My accommodation is only a 15-minute walk from Grafton Street and, while in true Dublin fashion it costs me an arm and a leg, I am happy with it. In most parts of New Zealand, public transport is either non-existent or unreliable, so it is not something I am well acquainted with. Commuting to college using public transport has turned out to be the biggest ‘culture shock’ to date.

Before I left New Zealand, people would tell me “it’s almost like you are going home, in a way” and, while I didn’t quite believe this, in some ways it has rang true during my first few days on the Emerald Isle. The accents were familiar and the landscape reminded me of countless pictures I had seen.

However, like waking up from a night out, waking up on the first morning in Dublin, I sobered up from the jetlag and the adrenaline high of the exciting day before and the gravity of my situation dawned on me. I could count the number of people I knew in Ireland on my left hand, I didn’t know my way around the corner without Google Maps, and suddenly it didn’t feel like the homecoming that I thought it might.
With orientation still a few days out, I had time to let the dust settle from my move. Upon waking I hunted down a new coffee spot and explored the “big smoke”, letting the city pour into my eyes. While this may seem strange for people native, or at least familiar, to Dublin, merely walking the streets of Dublin was exciting!

To be honest, in the first 48 hours of arrival I had only met one person and the fear of not making any friends crossed my mind. I needn’t have worried in hindsight because that night I went to the laundry room and, bonding over the confusing and overpriced machines, I befriended another exchange student from Australia.

A couple of thousand miles from home, it was comforting to chat to someone else alien to this hemisphere. After waiting for our clothes we moved our conversation to a pub, stumbling into a group of Erasmus students eager to chew the fat. We parked up in the corner of a cosy pub listening to a couple musos (musicians for those unfamiliar with New Zealand slang) and drinking pints. It felt like home enough for me.

The next day it was high time I took a trip to the supermarket to get set up. In New Zealand, I avoid the supermarket like the plague because even getting staples: milk, eggs, cheese and bread it adds to the equivalent of nearly €30.

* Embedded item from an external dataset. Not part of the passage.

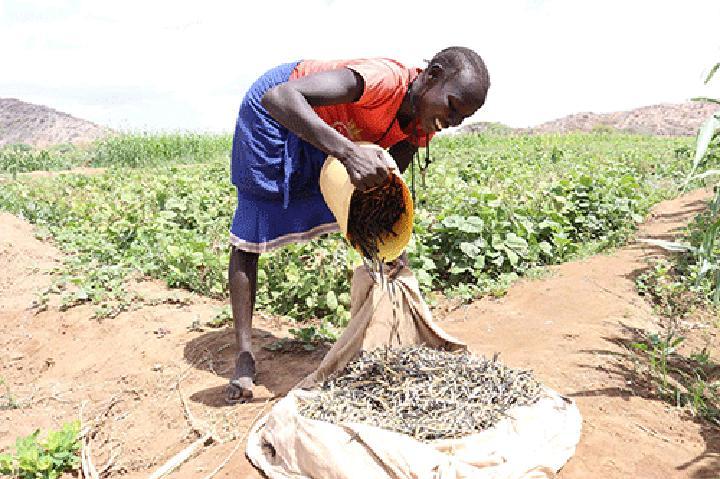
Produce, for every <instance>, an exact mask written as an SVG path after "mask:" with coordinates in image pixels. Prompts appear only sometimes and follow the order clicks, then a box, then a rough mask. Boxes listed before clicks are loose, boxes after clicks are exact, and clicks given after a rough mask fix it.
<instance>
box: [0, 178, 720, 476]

As I walked into Lidl, however, and began converting items in my head I was relieved to see that while the renting prices are through the roof I will be saving money at the supermarket! Unfortunately, I didn’t feel as relieved when discovering the price of coffee so will have to turn back to the old faithful; instant coffee.

In New Zealand, Orientation, or re-O week as we call it, is a week of parties with people you already know. Here, orientation was slightly more daunting but I psyched myself up to get on the bus and attend the first meet and greet. After making it on campus the UCD Global team met us with friendly faces and I spent the next 2 hours reciting my bio: name, programme and home country to people from all over the world.

Of course, everyone was shocked to hear where I had come from, but I was equally shocked to hear where they were from too. We compared cultures, customs, the cost of living and our craving for friendship was written all over our faces. It comforted me to know that everyone was in the same boat.

Swapping numbers and stories like they were currency, we planned activities as if we had known each other for years. We were all hungry for a taste of Irish culture…and (maybe even more so) Irish pints.

It’s been nearly a week since moving and while I have had my fair share of ‘what on earth have I done’ moments I have had just as many ‘pinch me I moved halfway across the world’ moments too.

From what I can gather thus far, exchange students will wear their hearts on their sleeve to make friends and memories, and my ambitious resolution is already paying off.